NASA STS-134 Report #08 9:30 p.m. CDT Thursday, May 19, 2011
Mission Control Center, Houston, Texas
HOUSTON – Mission Specialists Andrew Feustel and Greg Chamitoff are set to begin the first of four spacewalks planned for the STS-134 mission at 2:16 a.m. Friday.
Mission Specialist Mike Fincke will serve as spacewalk’s internal coach, guiding Feustel and Chamitoff through tasks that will include retrieving a long-duration materials exposure package and installing another on an International Space Station pallet. They’ll also set up a light on one of the station’s handcarts, install a jumper hose for venting ammonia from a station cooling loop, and install a wireless antenna outside the Destiny Laboratory.
The shuttle crew was awakened at 9:30 p.m. Thursday with the song “We All Do What We Can Do. 0/00 The song was sent up for Fincke by shuttle thermal protection system engineer Dan Keenan, and Kenny McLaughlin, a Kennedy Space Center launch pad engineer. The two shuttle workers created the song to honor those who have helped make the space program a success.
Feustel and Chamitoff “camped out” in the Quest airlock overnight, helping acclimate their bodies to the lower atmospheric pressure of their space suits, reducing the possibility of decompression sickness by purging nitrogen bubbles from their bloodstreams.

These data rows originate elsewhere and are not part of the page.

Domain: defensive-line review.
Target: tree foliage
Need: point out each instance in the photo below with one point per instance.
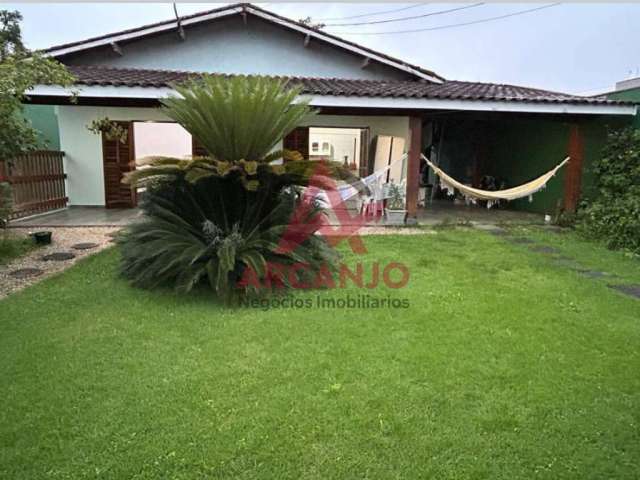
(212, 219)
(613, 214)
(20, 71)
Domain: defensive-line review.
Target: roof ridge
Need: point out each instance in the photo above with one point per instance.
(415, 70)
(191, 72)
(449, 90)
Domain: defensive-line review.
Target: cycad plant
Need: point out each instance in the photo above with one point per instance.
(209, 219)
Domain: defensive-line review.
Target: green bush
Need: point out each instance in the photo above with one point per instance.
(211, 219)
(613, 214)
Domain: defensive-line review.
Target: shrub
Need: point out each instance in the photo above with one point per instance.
(209, 219)
(613, 214)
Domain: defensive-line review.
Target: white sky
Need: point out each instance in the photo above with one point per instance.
(576, 48)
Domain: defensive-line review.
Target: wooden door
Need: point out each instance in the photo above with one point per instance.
(118, 158)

Scientists on the ground completed activation of the 15,251-pound Alpha Magnetic Spectrometer-2 (AMS-2) and began collecting data about cosmic particles from its new home atop the starboard truss of the space station. AMS-2 is expected to gather data for the life of the space station. Endeavour Pilot Greg Johnson and Chamitoff used Canadarm2 to install the instrument Thursday, accepting a hand-off from shuttle arm operators Feustel and Mission Specialist Roberto Vittori, who lifted AMS-2 out of Endeavour’s cargo bay.
Also Thursday, Expedition 27 crew members Dmitry Kondratyev, Paolo Nespoli and Cady Coleman completed a Soyuz drill in preparation for their planned departure Monday. American and Russian flight control teams are preparing a plan to collect images of shuttle-station complex after they undock, although mission managers have not yet given final approval for the activity.
Experts on the ground also continue to analyze images taken of Endeavour’s thermal protection system as they consider whether additional inspection is required before the shuttle undocks. Saturday’s schedule is being developed with the assumption that the added scrutiny will be needed, but an official decision is not expected until Friday.
The next status report will be issued after the spacewalk, or earlier if warranted.